Publié le 06-03-2018

Human Rights Watch : La loi antiterroriste doit être amendée

Les législateurs tunisiens devraient réviser la loi antiterroriste de 2003, a déclaré Human Rights Watch dans une lettre adressée aux membres de l’Assemblée nationale constituante.



Human Rights Watch : La loi antiterroriste doit être amendée

La loi de 2003 utilise en effet une définition trop large du terrorisme et de l’incitation au terrorisme, et porte atteinte aux droits de la défense. Les procureurs tunisiens ne devraient inculper personne en vertu de cette loi tant qu’elle n’a pas été amendée pour s’aligner sur les obligations de la Tunisie vis-à-vis des droits humains, a déclaré Human Rights Watch.

« Les autorités tunisiennes devraient immédiatement cesser d’appliquer une loi anti-terrorisme que Ben Ali utilisait pour décapiter toute forme de dissidence », a déclaré Eric Goldstein, directeur adjoint de la division Moyen-Orient et Afrique du Nord à Human Rights Watch. « Les autorités tunisiennes et les législateurs devraient réviser cette vieille loi si discréditée pour s’assurer qu’elle cible réellement des actes terroristes et qu’elle ne viole les droits de personne. »

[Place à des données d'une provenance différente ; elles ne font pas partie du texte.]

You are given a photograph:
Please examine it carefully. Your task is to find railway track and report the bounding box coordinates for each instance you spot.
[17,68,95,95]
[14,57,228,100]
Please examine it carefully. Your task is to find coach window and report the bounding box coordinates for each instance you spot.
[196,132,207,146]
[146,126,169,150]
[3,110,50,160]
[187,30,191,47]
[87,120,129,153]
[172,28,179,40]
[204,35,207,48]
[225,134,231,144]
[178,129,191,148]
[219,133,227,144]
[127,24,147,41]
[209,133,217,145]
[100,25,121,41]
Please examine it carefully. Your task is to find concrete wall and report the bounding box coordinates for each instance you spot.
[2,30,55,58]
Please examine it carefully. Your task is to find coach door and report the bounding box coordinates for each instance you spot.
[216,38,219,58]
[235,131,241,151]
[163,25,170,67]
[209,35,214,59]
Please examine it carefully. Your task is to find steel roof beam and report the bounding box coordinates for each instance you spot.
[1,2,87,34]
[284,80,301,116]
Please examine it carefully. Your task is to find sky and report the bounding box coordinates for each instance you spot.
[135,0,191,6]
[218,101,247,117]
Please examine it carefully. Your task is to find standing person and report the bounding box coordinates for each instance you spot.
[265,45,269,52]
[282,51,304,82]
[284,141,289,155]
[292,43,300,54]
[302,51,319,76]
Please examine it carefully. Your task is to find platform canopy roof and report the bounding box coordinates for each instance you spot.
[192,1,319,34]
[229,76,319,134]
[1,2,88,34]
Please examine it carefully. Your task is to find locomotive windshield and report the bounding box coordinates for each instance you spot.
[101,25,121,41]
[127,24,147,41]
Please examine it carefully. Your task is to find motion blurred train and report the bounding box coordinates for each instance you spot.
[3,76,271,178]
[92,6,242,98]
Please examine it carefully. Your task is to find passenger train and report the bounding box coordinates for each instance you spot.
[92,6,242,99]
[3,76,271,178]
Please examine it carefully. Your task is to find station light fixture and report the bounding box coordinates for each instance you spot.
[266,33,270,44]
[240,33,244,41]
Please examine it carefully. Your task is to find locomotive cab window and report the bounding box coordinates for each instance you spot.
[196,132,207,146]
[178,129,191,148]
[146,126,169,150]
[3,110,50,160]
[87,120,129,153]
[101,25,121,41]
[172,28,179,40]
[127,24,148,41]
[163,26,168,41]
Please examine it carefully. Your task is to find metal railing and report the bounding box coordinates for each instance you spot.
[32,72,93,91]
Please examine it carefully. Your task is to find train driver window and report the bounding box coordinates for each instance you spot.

Plus de 16 membres des forces de sécurité tunisiennes ont été blessés depuis le 28 avril lors d’opérations menées contre un groupe armé dans les hauteurs du Djebel Chaambi, près de la frontière entre Tunisie et Algérie. D’après le gouvernement, les premières enquêtes suggèrent que ce groupe est lié à Al Qaïda au Maghreb islamique. Le 8 mai, les ministères de la Défense et de l’Intérieur ont déclaré que les forces de sécurité avaient arrêté 37 personnes impliquées « directement ou non » dans les « événements de la région ».

La définition du terrorisme selon la loi de 2003 est trop large et trop vague, incluant des actes de violence susceptibles de « troubler l'ordre public » ou de « porter atteinte aux personnes ou aux biens. » Sa terminologie floue concernant l’incitation à commettre un acte terroriste implique que des personnes peuvent être poursuivies si elles emploient un terme ou un symbole censé soutenir le terrorisme, que cela débouche sur un acte concret ou non

La loi actuelle viole aussi le droit d’un suspect à organiser sa défense, étant donné qu’elle criminalise, pour un avocat, le fait de ne pas fournir aux autorités « les informations relati[ve]s aux infractions terroristes dont il a eu connaissance », alors que l’avocat est lié par le secret professionnel. Sous Ben Ali, les autorités avaient poursuivi plus de 3 000 personnes en vertu de la loi antiterroriste depuis son entrée en vigueur en décembre 2003. Certaines avaient été inculpées pour avoir prévu de rejoindre des groupes d’activistes violents à l’étranger, ou incité d’autres personnes à y adhérer, et non pour avoir planifié ou commis des actes de violence spécifiques.

Les autorités tunisiennes devraient veiller à ce que tout crime, même de terrorisme, soit clairement et étroitement défini par les lois nationales, de façon à ce qu’on puisse prédire si tel ou tel acte spécifique constituerait un crime. Un rapport du Rapporteur spécial de l’ONU sur la promotion et la protection des droits humains et des libertés fondamentales dans la lutte antiterroriste énonce que l’utilisation de la violence physique meurtrière ou grave contre des membres de la population en général ou de certains groupes doit être l’élément central de toute définition du terrorisme.

Quant à la définition de l’incitation au terrorisme, elle devrait exiger qu’il y ait à la fois une intention spécifique d’inciter à commettre un acte terroriste et un danger concret lié à l’acte commis à cause de cette incitation. La loi devrait aussi être amendée afin de garantir que tous les droits fondamentaux à un procès équitable s’appliquent de la même façon aux personnes inculpées d’infractions terroristes et à celles qui sont inculpées d’autres crimes graves. La loi devrait veiller à ce que les accusés puissent confronter les preuves et témoins principaux contre eux et à ce que l’identité des témoins ne soit protégée que dans des cas exceptionnels. La nature strictement confidentielle des communications entre un avocat et son client, y compris des dossiers de l’avocat, devrait être respectée, et refuser de révéler de telles informations confidentielles ne devrait pas constituer un crime.